Citrus are rich in several antioxidants, which are chemical substances that may prevent a range of health concerns. Experts exploring the health benefits of citrus fruits found that it prevented the harmful effects of obesity in mice fed a Western high-fat diet.
In the study, the researchers treated 50 mice with flavanones, an antioxidant and chemical substance in oranges, lemons, and limes that has antioxidant properties, over a period of a month.
Mice fed this citrus extract had a reduced fat accumulation and damage in the liver by at least 50 per cent unlike compared with mice on the high-fat non-citrus extract diet.
The investigators presented the results of the study at the 252nd National Meeting & Exposition of the American Chemical Society (ACS).
Obesity is a significant factor in increasing the risk of developing heart disease, liver disease, and type 2 diabetes. Consuming a diet high in fat can lead to a build up of fat in the human body. Fat cells produce excessive reactive oxygen species, which can damage cells.
While the body can fight off oxidative stress molecules with antioxidants, obese patients have enlarged fat cells, which can lead to higher levels of oxidative stress that overwhelms the body’s ability to counteract them.
According to Dr Thais B. Cesar, the study’s team lead, “Our studies did not show any weight loss due to the citrus flavanones. However, even without helping the mice lose weight, they made them healthier with lower oxidative stress, less liver damage, lower blood lipids and lower blood glucose.
“This study also suggests that consuming citrus fruits probably could have beneficial effects for people, who are not obese, but have diets rich in fats, putting them at risk of developing cardiovascular disease, insulin resistance, and abdominal obesity.”
Previously, new analysis from the Nurses’ Health Study has shown that high intake of flavanones, a subclass of flavonoids found in the greatest concentrations in oranges and grapefruit, is associated with a 19 per cent lower risk for ischemic stroke in women who drank one glass of freshly squeezed orange juice a day.
Some experts encourage people to eat up to two oranges per day for the fruit’s beneficial phytochemicals, flavanoids and vitamin C content. But the best way to consume oranges is in moderation, pairing them with other healthy fruits, vegetables, proteins and whole grains to ensure a balanced diet.
Also, experts have found that onions, green tea and olive leaf extract can fight obesity and its related diseases such as heart disease, diabetes and fatty liver, even when a high-fat and high-carbohydrate diet is indulged in.
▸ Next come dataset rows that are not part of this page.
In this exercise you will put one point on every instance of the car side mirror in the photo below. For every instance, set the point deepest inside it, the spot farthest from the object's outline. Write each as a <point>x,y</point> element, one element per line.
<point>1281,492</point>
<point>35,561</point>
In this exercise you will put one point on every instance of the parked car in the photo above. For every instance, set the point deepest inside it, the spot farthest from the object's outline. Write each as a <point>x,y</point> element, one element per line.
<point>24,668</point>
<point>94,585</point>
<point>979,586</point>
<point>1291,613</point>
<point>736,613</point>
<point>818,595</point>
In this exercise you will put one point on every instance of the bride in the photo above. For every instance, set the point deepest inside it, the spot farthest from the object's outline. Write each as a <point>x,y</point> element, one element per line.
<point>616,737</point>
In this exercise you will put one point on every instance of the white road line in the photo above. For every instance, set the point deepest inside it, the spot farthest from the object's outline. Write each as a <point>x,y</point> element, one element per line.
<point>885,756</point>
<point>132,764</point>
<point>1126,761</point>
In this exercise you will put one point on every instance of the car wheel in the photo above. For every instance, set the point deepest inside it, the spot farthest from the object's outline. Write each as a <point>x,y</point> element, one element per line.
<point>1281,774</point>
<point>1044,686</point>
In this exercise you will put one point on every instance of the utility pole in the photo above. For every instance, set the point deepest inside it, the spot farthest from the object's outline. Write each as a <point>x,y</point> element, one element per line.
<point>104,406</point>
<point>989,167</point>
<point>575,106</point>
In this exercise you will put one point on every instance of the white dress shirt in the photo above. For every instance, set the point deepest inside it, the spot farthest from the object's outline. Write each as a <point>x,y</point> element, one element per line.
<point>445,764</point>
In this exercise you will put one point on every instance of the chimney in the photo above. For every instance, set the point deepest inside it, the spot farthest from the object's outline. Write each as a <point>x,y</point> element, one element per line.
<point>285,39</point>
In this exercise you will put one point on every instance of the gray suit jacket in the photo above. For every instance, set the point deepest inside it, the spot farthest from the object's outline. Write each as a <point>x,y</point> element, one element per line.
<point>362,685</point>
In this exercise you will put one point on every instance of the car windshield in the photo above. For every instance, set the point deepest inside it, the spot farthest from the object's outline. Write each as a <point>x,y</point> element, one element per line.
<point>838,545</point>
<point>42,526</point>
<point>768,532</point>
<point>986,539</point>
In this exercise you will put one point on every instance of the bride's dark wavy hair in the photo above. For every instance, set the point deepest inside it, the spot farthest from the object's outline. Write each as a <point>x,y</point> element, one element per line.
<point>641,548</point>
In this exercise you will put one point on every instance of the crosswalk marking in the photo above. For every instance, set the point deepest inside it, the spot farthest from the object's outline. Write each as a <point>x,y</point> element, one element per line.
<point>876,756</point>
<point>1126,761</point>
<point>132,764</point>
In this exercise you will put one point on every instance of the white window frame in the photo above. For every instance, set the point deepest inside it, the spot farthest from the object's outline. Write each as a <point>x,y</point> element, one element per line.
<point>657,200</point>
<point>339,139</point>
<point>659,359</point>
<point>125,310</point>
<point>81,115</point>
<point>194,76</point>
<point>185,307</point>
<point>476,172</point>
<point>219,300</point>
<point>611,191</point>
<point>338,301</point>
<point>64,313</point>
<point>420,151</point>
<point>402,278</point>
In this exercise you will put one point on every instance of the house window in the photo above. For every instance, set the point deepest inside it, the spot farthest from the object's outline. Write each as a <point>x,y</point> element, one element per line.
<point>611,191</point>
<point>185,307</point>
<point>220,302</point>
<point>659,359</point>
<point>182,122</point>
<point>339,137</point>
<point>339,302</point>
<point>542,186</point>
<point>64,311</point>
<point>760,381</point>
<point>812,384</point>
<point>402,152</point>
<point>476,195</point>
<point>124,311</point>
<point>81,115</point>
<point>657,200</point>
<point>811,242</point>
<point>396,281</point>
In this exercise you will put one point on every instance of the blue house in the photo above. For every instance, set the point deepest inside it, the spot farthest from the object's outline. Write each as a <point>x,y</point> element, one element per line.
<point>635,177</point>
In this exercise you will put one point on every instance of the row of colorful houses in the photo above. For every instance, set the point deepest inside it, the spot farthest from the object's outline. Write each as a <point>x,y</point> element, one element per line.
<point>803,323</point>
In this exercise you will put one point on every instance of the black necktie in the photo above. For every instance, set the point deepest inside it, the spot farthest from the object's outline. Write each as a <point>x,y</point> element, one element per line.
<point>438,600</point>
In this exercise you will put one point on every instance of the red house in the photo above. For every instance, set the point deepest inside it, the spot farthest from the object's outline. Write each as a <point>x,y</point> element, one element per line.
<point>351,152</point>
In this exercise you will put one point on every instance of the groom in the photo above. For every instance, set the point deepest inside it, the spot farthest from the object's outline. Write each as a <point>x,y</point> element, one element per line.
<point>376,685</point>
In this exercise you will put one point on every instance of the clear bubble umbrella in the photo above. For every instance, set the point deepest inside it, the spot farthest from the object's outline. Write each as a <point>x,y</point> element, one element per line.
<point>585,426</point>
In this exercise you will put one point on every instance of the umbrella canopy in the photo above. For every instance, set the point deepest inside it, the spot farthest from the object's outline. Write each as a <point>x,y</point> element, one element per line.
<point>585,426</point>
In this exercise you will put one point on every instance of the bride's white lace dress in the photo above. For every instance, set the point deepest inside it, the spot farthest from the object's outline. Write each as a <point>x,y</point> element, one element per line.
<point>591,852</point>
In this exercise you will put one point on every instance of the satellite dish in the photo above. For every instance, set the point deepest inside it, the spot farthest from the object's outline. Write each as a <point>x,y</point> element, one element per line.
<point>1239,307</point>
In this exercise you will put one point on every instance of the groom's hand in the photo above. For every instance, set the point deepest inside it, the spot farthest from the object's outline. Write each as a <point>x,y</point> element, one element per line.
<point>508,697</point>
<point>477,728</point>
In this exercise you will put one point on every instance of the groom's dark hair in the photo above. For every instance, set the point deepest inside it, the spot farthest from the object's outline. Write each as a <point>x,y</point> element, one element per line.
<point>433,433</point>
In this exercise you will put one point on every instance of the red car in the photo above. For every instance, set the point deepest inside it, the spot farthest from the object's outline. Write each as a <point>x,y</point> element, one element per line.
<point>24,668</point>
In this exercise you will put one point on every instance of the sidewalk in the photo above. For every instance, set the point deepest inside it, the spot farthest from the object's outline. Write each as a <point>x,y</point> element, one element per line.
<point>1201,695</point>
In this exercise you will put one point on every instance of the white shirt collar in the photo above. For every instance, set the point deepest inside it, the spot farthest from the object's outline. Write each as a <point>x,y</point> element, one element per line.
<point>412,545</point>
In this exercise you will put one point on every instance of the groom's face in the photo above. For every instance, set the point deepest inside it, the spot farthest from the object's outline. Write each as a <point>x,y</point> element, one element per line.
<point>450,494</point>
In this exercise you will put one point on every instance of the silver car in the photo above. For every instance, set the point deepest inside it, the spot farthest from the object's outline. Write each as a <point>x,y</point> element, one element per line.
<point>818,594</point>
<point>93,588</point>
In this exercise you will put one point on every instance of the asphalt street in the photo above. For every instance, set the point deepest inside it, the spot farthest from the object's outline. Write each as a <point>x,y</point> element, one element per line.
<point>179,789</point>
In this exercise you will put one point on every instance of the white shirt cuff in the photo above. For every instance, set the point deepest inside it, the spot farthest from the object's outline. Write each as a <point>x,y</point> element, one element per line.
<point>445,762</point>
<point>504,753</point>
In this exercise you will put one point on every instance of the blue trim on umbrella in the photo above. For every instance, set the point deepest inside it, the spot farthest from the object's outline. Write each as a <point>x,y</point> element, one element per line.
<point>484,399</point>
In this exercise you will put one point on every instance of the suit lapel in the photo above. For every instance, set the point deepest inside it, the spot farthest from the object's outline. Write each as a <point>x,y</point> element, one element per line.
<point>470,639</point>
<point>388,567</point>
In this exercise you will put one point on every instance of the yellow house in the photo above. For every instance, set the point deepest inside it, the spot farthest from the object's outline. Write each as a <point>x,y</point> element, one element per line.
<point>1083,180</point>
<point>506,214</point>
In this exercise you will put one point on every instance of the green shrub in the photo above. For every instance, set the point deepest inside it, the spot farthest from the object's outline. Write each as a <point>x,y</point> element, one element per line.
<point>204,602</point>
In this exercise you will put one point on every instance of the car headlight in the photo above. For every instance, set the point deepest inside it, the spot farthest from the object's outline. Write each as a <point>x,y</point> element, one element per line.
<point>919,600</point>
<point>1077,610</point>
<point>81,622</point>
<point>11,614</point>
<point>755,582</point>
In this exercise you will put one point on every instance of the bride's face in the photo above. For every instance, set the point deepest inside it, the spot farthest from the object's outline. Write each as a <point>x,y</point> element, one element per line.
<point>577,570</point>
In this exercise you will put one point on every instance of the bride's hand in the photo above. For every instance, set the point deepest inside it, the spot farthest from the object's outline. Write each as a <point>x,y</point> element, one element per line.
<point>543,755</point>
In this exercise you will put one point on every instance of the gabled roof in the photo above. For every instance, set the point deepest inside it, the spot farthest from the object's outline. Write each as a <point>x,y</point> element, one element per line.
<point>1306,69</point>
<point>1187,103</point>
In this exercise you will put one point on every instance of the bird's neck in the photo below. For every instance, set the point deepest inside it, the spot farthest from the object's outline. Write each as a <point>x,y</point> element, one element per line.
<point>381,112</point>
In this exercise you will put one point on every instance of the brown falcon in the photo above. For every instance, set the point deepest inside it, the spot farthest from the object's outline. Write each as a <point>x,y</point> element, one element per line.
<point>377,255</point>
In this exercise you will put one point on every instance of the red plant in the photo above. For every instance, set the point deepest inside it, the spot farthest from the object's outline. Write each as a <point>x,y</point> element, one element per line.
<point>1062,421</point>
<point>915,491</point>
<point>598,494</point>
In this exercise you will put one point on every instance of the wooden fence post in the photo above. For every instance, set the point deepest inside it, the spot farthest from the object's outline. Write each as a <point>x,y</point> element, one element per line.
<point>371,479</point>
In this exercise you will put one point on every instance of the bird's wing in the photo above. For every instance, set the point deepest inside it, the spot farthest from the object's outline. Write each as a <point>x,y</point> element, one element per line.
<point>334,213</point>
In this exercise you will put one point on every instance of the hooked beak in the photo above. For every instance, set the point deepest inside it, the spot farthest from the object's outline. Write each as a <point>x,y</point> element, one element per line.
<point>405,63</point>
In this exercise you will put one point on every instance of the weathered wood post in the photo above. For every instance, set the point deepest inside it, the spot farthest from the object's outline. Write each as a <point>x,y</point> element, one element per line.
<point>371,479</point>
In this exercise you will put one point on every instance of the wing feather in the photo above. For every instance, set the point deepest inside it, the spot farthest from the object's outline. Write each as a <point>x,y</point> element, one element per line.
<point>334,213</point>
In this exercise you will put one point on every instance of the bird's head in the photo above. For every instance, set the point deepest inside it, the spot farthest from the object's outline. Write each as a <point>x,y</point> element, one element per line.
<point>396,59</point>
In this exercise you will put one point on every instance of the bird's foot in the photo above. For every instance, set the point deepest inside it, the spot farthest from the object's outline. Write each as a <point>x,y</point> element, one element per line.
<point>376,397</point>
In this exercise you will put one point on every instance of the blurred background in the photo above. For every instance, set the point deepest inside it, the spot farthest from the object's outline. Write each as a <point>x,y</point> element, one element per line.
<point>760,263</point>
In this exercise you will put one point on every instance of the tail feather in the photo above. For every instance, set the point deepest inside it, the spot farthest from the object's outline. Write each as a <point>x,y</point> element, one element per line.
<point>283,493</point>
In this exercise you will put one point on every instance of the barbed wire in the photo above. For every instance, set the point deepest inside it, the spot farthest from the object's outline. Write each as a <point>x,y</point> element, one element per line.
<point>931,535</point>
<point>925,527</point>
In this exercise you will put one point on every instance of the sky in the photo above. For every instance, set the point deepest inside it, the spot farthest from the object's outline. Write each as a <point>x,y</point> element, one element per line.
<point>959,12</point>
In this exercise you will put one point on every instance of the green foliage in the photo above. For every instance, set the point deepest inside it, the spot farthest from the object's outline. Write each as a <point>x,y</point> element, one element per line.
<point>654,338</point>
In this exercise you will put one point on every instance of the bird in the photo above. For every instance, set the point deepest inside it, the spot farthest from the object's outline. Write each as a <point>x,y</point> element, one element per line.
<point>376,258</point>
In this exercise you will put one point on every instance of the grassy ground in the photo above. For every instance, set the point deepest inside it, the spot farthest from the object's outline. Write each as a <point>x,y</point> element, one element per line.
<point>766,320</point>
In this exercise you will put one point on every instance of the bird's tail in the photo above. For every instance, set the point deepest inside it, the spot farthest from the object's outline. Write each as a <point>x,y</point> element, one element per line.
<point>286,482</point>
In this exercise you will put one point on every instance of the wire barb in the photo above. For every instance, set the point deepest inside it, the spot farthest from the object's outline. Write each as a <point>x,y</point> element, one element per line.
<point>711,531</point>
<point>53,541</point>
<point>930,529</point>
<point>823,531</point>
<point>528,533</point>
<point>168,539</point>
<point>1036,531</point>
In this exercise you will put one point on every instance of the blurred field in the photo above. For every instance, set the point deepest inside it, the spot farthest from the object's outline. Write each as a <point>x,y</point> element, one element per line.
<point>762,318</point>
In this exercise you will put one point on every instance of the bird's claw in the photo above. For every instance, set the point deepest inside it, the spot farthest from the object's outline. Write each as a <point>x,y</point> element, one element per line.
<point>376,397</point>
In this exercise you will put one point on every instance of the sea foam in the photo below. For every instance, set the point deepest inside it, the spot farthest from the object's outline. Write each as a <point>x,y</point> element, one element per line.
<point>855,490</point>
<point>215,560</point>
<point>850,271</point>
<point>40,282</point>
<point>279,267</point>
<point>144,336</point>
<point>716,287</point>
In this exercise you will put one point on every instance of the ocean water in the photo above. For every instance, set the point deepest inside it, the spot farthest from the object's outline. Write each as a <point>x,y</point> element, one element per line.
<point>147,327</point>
In the 2011 edition of Journal of Nutrition and the Current Pharmaceutical Biotechnology, they indicated that onions and olive leaf extract contain a flavonoid called rutin — also found in apples, tea and red wine — that reversed or prevented metabolic changes in rats fed the high-sugar, high-fat diet.
In 2013, scientists in a study published in the British Journal of Pharmacology, also discovered that a component of grapefruit and other citrus fruits may successfully block the development of kidney cysts and possibly a candidate treatment for polycystic kidney disease.
Polycystic kidney disease is an inherited disorder that causes cysts to develop in the kidneys. The disease can lead to loss of kidney function, high blood pressure leading to heart attack and stroke, as well as brain aneurysms. Onset is most common between the ages of 30 and 60.
Also, a bit of lemon and its peel may help to control diabetes by helping to improve insulin resistance. A key ingredient found in lemon peels is polyphenols, which plays a major role in minimising insulin resistance. An increase in insulin resistance leads to less responsiveness from the insulin hormone, resulting in uncontrolled levels of blood sugar.
This article is misleading, it starts by dissing the field of medicine then sites medical research.
How many people honestly follows a doctor’s recommendation to eat more fruits and vegetables? We instead want weight loss pill, bottom injections, skin lightening creams and plastic surgery.
I would love to see us do a fruit, vegetable, and little process food challenge for 21 days.
We Jamaicans all have a grandparent or two that lived their whole lifetime eating from their land and living a wholesome lifestyle.
I was eating mostly oranges for abt 5weeks n lost a grand total of 3lbs so I quit.very delicious though!